I was really starting to like that young male.

“Yes. You.” I took a step toward him. “You know every secret passage in this fortress, or so you claimed when you used them to climb into my mate’s bed to fuck her.”

He had the decency to flush and look at the floor.

“The princess was seen being led up the grand staircase,” I continued. “Into the palace. It would be stupid of her attacker to take himself deeper into a place with no escape. Do you know of any passages that lead to the outside? Escape routes?”

He blinked, confused for a heartbeat, but his eyes cleared and filled with purpose. He stood straighter with understanding. “Yes. There are three.”

“Do any of them lead to the private chambers upstairs?”

He nodded. “Yes.”

“And where is the exit?”

The consort looked around, unsure. “It’s secret, my lord.”

I looked at my father. “Jax’s guard took her to the private quarters. I have no idea what his intention is, but whatever they want from Queen Celene, they obviously didn’t get it. They are either getting desperate or thinking Trinity knows something.”

My father stepped forward and placed a calming hand on the younger consort’s shoulder. “The princess has been kidnapped and taken to the private quarters. We suspect the traitor is going to try to sneak her out of the palace. They might kill her. We need your help.”

He swallowed hard.

“That tunnel exits inside the clerics’ healing temple two blocks north of here.” He nodded. “I can show you the way, but the tunnels inside the palace are too complicated for me to simply offer directions.”

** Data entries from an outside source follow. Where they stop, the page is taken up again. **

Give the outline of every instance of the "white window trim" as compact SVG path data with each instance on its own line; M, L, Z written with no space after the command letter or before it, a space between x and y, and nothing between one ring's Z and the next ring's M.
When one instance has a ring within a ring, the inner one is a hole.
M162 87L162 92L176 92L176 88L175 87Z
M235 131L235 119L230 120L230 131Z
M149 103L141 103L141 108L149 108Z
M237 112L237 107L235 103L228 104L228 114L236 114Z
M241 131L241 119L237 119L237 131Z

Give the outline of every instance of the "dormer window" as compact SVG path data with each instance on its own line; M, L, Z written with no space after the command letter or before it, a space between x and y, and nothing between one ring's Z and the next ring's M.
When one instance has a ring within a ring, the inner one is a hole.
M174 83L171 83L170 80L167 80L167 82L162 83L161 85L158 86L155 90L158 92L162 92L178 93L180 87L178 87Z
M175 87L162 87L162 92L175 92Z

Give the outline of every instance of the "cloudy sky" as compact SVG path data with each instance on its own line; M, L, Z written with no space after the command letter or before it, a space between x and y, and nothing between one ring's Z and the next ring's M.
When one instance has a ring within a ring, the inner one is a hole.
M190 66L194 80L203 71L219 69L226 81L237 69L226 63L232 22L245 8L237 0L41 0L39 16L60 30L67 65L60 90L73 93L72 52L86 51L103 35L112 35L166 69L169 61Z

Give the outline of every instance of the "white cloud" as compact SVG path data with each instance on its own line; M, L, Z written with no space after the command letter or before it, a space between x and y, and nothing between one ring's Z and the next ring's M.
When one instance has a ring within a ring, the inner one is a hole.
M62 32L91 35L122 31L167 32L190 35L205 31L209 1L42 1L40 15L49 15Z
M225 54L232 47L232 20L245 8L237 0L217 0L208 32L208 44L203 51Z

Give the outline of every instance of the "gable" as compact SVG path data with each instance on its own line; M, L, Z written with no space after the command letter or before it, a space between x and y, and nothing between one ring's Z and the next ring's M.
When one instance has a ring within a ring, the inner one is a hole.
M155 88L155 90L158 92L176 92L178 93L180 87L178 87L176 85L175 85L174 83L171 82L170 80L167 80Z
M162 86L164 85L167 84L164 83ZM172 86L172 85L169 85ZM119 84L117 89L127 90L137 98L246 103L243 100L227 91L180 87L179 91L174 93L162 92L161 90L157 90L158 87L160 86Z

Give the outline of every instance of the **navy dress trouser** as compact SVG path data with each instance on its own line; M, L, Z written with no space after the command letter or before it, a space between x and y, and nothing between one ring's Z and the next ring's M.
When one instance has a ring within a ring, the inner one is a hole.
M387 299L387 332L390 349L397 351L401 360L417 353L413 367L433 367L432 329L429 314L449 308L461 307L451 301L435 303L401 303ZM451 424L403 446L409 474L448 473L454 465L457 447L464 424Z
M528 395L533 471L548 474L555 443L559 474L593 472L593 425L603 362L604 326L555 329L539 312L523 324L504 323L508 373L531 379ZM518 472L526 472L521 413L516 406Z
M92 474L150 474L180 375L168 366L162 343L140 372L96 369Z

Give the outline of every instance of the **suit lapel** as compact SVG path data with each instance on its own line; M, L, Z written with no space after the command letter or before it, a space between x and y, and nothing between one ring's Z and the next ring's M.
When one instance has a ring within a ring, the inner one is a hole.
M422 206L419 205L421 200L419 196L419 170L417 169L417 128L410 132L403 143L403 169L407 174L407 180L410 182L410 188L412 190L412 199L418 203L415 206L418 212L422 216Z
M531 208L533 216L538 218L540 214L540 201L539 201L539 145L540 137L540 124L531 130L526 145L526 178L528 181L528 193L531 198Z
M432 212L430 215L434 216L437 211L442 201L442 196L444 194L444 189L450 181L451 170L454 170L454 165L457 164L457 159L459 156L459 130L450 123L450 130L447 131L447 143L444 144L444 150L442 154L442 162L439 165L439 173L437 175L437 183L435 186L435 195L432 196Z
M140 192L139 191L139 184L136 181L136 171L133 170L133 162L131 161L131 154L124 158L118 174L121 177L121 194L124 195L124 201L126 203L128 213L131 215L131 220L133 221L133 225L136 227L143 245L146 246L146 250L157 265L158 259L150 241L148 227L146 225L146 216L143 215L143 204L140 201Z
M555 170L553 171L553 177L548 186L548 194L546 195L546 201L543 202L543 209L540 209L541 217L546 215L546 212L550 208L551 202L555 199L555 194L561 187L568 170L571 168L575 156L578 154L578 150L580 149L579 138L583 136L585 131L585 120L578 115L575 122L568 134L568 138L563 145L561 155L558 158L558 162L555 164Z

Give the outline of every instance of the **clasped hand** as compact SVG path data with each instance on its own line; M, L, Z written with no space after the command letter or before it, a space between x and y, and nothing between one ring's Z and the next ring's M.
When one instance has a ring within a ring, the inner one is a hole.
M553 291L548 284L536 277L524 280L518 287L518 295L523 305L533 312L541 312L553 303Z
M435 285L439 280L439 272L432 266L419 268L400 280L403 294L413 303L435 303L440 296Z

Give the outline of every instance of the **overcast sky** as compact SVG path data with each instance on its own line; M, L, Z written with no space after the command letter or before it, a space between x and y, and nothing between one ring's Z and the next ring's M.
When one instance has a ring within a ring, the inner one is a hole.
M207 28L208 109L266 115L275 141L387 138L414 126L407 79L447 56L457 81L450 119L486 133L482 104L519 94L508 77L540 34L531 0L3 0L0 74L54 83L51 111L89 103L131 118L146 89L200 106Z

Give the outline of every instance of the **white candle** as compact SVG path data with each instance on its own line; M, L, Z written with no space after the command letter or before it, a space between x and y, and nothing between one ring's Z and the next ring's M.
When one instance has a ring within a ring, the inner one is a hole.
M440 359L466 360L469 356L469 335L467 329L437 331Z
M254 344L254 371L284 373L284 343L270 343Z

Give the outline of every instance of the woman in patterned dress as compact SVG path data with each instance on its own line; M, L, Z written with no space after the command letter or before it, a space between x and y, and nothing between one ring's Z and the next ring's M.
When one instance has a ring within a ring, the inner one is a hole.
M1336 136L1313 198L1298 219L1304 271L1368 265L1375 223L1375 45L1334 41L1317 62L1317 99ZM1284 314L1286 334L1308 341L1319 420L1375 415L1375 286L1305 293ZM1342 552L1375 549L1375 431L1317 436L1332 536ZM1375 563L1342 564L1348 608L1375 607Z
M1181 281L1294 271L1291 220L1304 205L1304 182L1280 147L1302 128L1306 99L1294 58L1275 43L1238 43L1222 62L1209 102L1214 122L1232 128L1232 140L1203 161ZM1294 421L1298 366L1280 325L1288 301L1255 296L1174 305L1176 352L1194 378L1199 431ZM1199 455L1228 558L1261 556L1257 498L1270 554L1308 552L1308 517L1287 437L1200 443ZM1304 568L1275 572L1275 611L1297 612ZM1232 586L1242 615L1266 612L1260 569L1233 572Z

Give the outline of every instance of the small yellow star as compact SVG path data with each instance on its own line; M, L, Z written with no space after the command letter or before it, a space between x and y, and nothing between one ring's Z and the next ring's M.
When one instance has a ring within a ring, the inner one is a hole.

“All right,” I replied, nodding. “Father, you and your guards split up. Send some to cover the exit he spoke of. Send some to go upstairs and make sure they can’t escape through the palace interior. I’ll go with the consort and search through the hidden passageways.”

“I’ll go with you.” That was Nix, and it wasn’t a request.

I didn’t want to waste another moment arguing. I could use his help, for while the consort knew where he was going, his skill was in fucking, not fighting. The very idea hardened my resolve. I wanted to beat the shit out of him all over again, but vowed to save it for the Jax guard who truly deserved it. And that was right before I shot him dead.

“Let’s go.” I turned to the consort. “Lead the way. And make it fast.”

My father and a handful of guards ran off, moving silently, like shadows. One guard peeled from the group, heading to the party, no doubt to round up others to cover the exit in the clerics’ healing temple. Nix and I stared at the consort.

“Ahh—um... Maybe we should start in the library? There is an intersection nearby that leads to the royal bedrooms.”

Nix and I both drew our weapons.

The consort jumped, then realized we weren’t going to shoot him and ran off in the direction of the library—a room I had yet to discover—with the two of us right behind him.